In situ extraction of ultra viscous deposits from the vast bitumen resources in western Alberta requires significant water and energy usage which consequently lead to green house gas emissions. Currently proven steam-based recovery schemes include Cyclic Steam Stimulation, Steamflooding, and Steam Assisted Gravity Drainage (SAGD) processes, which are accompanied by many economical and environmental challenges. Co-injection of solvent with steam is a technology that has the potential to improve the efficiency of steam processes as well as reduce the energy use and CO2 emissions.

In recent years, researchers and industry have attempted to further develop the process by conducting fundamental research as well as field pilot trials with varying degrees of success. However, the current level of understanding of the process and knowledge around the fundamental physics and mechanisms involved are not fully satisfactory.

In this paper, a parametric simulation study was performed to address the key aspects of the solvent co-injection (SCI) process that contribute to further understanding and development of the process. Simulation observations were verified with experimental evidence where available to support the results and conclusions. Effects of several operational and geological parameters were evaluated on the performance of the SCI process and the relative performance benefits were assessed over normal SAGD operations. These parameters included solvent type, solvent concentration, initial solution gas-oil ratio, relative permeability curves, pay thickness, and presence of a low quality top layer.

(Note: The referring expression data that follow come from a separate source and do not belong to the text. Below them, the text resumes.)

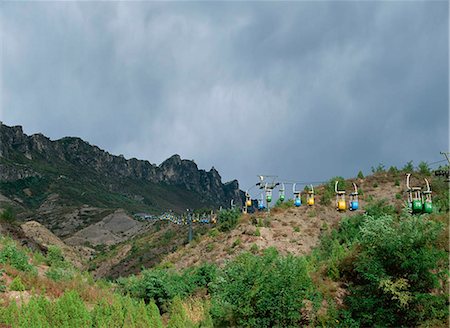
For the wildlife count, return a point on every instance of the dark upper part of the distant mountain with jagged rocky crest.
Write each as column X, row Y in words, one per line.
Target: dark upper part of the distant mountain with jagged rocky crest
column 20, row 154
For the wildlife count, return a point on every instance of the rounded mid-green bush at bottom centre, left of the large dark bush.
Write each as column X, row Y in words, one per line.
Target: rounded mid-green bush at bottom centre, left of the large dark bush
column 262, row 291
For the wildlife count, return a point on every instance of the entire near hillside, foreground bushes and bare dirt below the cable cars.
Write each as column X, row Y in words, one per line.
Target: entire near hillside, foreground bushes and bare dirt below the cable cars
column 306, row 266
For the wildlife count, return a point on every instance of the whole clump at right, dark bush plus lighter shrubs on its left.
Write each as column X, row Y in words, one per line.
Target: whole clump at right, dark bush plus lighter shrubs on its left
column 391, row 264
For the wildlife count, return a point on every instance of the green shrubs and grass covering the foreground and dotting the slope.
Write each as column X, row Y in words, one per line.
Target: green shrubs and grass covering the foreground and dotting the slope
column 383, row 268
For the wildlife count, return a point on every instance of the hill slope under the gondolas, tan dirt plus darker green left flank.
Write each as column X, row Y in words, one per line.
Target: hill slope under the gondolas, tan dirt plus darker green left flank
column 292, row 230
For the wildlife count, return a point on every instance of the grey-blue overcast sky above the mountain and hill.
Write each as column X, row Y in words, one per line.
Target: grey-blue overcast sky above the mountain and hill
column 302, row 90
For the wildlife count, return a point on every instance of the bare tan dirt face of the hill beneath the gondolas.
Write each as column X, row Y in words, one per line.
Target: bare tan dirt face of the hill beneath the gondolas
column 293, row 230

The results revealed that the optimum solvent should not only be chosen on the basis of mobility improvement capability, but should also consider other operational, phase and flow behavioral and/or geological conditions that are set or present. Higher concentrations of solvents showed more energy saving upsides than rate acceleration benefits. It was also observed that the reservoir steam intake rate is still likely to be the prime performance indicator of the SCI process. In addition, it was found that the potential exists with the SCI process for accessing more resources, particularly below the producer level. Furthermore, steam trap control on the producer seems to be problematic when utilized for SCI simulation. With the current well control capacity of simulators, a higher degree of subcool is likely to be needed to avoid live vapor phase production from the producer.